I'm pretty much trimmed down my 'active' portfolio to stuff I plan to keep regardless, plus a few income positions. So I've got cash to buy into things as opportunities present, such as when the Naranja Suprema de Mar-a-Lago opens his yap or does another midnight screed that sends markets reeling.
My long-long term account, I'm not touching. It DRIPs and does its thing.
tl;dr: buckle up, folks
https://taxfoundation.org/research/all/federal/trump-tariffs-trade-war/
Is the 20% new or on top of existing tariffs? There is so much deliberate theatre and misinformation like the Hatians eating their neighbors' cats and dogs, I can not tell what is what without checking everything. (The media has been useless and probably harmful to our health.)
In any case, we all knew it would have net negative impact on the US economy. I was trying to understand the distributional effects.
If trade war escalates, China may also put tariffs in rare-earths EXPORTS, besides restricting exports.
You might want to think that one over, no matter what administration.
There is another article about a plan to sell 443 Federal buildings across the US including many historic and iconic DC headquarters
FBI, DOJ Agriculture, Labor, VA, FTC HHS
I would certainly get out of any REITS exposed to Commercial RE. IT is not clear how easy some of these massive old structures will be to sell or if they are worth much.

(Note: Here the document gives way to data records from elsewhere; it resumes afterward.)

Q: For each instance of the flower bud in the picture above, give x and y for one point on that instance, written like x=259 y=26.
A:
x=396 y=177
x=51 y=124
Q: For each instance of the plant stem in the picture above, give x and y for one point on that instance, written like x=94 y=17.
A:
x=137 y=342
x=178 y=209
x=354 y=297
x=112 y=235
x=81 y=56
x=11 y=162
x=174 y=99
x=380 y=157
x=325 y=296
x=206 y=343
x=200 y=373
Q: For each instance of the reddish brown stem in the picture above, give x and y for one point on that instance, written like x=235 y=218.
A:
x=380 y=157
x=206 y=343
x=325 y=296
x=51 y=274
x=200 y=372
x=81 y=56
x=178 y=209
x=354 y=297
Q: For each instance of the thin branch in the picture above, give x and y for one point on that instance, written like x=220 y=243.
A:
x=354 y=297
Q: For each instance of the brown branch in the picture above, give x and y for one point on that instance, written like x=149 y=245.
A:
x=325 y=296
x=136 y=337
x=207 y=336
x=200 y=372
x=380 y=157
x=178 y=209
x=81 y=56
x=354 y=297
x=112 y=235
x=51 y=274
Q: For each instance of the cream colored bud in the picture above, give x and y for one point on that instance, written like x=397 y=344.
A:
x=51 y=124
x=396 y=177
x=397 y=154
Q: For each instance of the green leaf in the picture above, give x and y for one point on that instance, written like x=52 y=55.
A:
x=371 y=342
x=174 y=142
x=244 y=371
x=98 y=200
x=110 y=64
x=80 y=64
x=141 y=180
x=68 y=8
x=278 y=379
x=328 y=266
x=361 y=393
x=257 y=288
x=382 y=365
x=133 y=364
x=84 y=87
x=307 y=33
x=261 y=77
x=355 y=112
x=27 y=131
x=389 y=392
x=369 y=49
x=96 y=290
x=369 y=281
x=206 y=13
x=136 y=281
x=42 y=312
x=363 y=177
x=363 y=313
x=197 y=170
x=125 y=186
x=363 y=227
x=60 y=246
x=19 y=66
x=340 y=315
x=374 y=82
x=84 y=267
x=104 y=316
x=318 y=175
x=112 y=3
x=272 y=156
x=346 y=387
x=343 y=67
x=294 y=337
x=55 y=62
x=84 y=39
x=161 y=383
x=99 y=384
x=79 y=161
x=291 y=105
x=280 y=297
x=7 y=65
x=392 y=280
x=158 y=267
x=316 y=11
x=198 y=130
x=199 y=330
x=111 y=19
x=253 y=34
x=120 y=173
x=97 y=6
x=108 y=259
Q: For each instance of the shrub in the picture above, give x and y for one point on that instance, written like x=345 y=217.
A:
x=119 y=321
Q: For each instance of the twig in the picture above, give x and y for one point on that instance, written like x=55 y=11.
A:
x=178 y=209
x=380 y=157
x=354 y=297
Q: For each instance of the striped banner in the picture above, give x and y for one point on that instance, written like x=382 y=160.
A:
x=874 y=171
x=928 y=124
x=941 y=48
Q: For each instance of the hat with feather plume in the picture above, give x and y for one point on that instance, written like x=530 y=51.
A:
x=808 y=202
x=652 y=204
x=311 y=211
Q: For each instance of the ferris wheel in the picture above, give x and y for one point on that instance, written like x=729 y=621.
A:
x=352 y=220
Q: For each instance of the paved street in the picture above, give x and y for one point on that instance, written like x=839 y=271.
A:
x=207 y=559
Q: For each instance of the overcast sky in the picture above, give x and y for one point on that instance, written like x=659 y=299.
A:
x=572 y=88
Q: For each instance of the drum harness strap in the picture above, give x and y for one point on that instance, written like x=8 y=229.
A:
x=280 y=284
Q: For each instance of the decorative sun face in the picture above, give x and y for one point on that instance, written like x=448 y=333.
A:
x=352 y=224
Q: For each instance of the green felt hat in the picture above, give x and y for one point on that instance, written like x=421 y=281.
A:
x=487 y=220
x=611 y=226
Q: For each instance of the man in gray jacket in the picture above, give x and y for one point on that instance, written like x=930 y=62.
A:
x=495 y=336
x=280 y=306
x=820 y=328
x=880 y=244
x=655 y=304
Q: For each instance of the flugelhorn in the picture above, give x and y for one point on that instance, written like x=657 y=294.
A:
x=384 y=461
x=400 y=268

Trump will probably force the Saudis and the Russians to buy them.
Great Powers cooperate where they can, because the alternative can lead to war. Its strange how people who hate Trump seem to gravitate to policies which gravitate to conflict among nations.
If there is legitimate concern about foreign manipulation of our govt, then Russia's influence is negligible to another foreign state : Israel. In some states, there are laws restricting criticism of Israel... which is strange that Americans would be discouraged from exercising their civil rights of protest against a foreign state. Stranger still, that those who are so animated about negligible Russian influence in American politics, are so very silent about the extensive election interference by Israel..

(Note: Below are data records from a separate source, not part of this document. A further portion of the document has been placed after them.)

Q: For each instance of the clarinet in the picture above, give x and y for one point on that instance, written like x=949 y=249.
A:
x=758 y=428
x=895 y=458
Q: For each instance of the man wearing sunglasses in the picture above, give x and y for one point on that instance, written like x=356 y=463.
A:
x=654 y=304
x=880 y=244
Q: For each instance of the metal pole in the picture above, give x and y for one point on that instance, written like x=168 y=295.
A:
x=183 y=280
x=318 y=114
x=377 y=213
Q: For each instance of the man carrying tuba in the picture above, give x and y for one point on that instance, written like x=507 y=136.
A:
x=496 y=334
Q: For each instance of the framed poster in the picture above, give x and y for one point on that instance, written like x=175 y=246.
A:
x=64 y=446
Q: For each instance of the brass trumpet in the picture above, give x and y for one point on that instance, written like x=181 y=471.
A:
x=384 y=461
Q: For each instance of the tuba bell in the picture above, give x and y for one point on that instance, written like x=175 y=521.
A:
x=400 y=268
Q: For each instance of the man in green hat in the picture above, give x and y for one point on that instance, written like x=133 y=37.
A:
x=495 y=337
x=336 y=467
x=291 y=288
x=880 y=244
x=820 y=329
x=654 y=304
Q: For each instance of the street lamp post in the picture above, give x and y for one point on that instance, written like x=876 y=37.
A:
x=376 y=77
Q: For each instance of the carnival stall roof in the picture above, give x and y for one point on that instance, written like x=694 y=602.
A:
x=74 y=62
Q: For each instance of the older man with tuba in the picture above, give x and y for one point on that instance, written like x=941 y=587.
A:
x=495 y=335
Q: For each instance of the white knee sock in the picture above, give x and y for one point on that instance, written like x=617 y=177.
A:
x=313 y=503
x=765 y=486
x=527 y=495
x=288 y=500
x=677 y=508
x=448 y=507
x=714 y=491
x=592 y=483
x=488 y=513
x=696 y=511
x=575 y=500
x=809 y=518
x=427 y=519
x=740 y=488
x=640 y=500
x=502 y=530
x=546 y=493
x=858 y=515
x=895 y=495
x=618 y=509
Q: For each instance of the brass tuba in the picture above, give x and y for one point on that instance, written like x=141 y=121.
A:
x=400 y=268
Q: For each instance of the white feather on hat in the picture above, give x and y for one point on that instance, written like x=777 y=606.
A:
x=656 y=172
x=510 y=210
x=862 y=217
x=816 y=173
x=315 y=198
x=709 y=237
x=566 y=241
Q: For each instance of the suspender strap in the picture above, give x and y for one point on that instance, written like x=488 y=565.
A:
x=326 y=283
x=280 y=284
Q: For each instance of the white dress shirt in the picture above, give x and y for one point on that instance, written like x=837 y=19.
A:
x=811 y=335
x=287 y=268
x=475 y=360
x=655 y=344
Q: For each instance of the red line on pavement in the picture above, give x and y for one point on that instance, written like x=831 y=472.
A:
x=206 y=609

Israel has controlled US foreign policy in the Mideast for decades. Concerned about foreign influence. End AIPAC and ban dual citizenship among US govt employees and office-holders...

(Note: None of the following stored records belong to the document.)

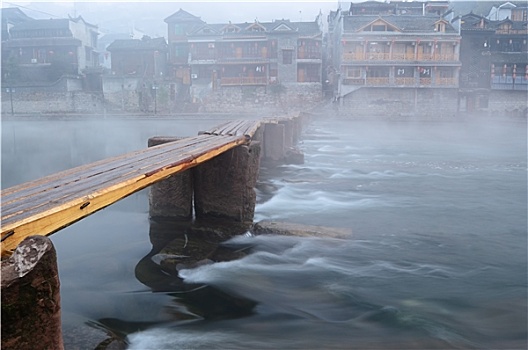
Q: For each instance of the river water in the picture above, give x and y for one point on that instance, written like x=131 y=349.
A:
x=436 y=257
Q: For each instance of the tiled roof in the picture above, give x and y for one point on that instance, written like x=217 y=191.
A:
x=182 y=16
x=406 y=24
x=481 y=8
x=136 y=44
x=303 y=28
x=14 y=15
x=42 y=24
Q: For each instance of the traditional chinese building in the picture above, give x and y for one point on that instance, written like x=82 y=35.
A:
x=47 y=49
x=243 y=54
x=494 y=53
x=144 y=58
x=402 y=62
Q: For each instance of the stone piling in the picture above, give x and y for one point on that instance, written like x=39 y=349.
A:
x=31 y=312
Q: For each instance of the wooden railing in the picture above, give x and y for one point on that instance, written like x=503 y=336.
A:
x=238 y=81
x=396 y=56
x=406 y=81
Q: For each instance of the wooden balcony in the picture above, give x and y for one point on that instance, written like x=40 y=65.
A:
x=446 y=81
x=401 y=82
x=243 y=81
x=378 y=81
x=405 y=81
x=426 y=81
x=397 y=56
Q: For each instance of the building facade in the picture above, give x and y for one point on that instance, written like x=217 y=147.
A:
x=395 y=58
x=46 y=50
x=494 y=54
x=243 y=54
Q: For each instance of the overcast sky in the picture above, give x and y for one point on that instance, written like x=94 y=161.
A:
x=148 y=16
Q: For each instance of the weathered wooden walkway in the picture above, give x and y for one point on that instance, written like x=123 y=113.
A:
x=46 y=205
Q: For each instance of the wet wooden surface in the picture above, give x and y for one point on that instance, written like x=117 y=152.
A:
x=46 y=205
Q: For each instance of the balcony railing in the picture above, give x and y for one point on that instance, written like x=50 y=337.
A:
x=309 y=55
x=396 y=56
x=446 y=81
x=406 y=82
x=238 y=81
x=378 y=81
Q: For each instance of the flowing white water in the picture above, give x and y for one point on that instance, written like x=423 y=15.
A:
x=436 y=259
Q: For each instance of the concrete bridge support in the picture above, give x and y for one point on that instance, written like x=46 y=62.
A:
x=172 y=197
x=274 y=141
x=224 y=186
x=31 y=317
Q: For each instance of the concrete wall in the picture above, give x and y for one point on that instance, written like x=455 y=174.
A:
x=389 y=102
x=512 y=103
x=51 y=102
x=274 y=98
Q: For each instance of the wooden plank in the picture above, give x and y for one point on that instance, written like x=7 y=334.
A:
x=53 y=183
x=85 y=185
x=59 y=200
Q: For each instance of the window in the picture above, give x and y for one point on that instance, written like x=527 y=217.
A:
x=287 y=56
x=178 y=29
x=353 y=73
x=88 y=53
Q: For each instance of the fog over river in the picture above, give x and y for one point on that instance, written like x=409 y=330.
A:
x=436 y=258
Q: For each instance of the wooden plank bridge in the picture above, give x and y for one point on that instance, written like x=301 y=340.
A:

So is Wall Street schizophrenic or is the Washington Post report who wrote that article is a partisan Trump-hater, or an idiot. Or both?
Why is there psychological need to attribute causality to the day to day changes on Wall Street? -- CNBC does this, but they at least are paid to make up stories so people keep watching them.
In the Stone Age, ignorant cave-dwellers assigned divine wrath when a terrible storm hit. That didn't make them too bright, even though they were certain the "gods were angry".
Seems like for the WaPo writer, and perhaps others, Trump is the 'angry sky-god' who is to blame for all of one's ills.
Israel has controlled US foreign policy in the Mideast for decades. Concerned about foreign influence. End AIPAC and ban dual citizenship among US govt employees and office-holders...
Truth, there.
As for Market behavior: Markets respond to whichever news item they might latch onto. And Markets ALWAYS overreact, whether up or down, on a day to day basis. I've been saying so for years. And years.
Trump is a traitorous wrecking ball. He's driving twin agendas: Project 2025 and Moscow's. There can be no denying it by now, except by willful ignorance.
The Big 3 auto companies put pressure on Dump to kick the auto tariffs for both CA and MX another month out.
Dump said "da".
https://brianlangis.wordpress.com/2025/03/04/on-tariffs/
we all know capitalism is extremely adaptable, and the shortest path to a shot at certainty is to join the corruption.
Make America 3rd-world Again
***************************
Markets are generally up in the US and in Europe since the election.
Yes, prior to the tariffs. The waiting period instituted just today re: automakers is a big reason for the relief-rally today. But this is no way to run a country as its President. And Markets are amoral, anyhow. No secret about that. Mr. Market doesn't care if the Orange Leader is a puppet for the Kremlin, as long as people are making money. In the end, Orange Donald only cares about that, too. Only by willful ignorance can one miss that.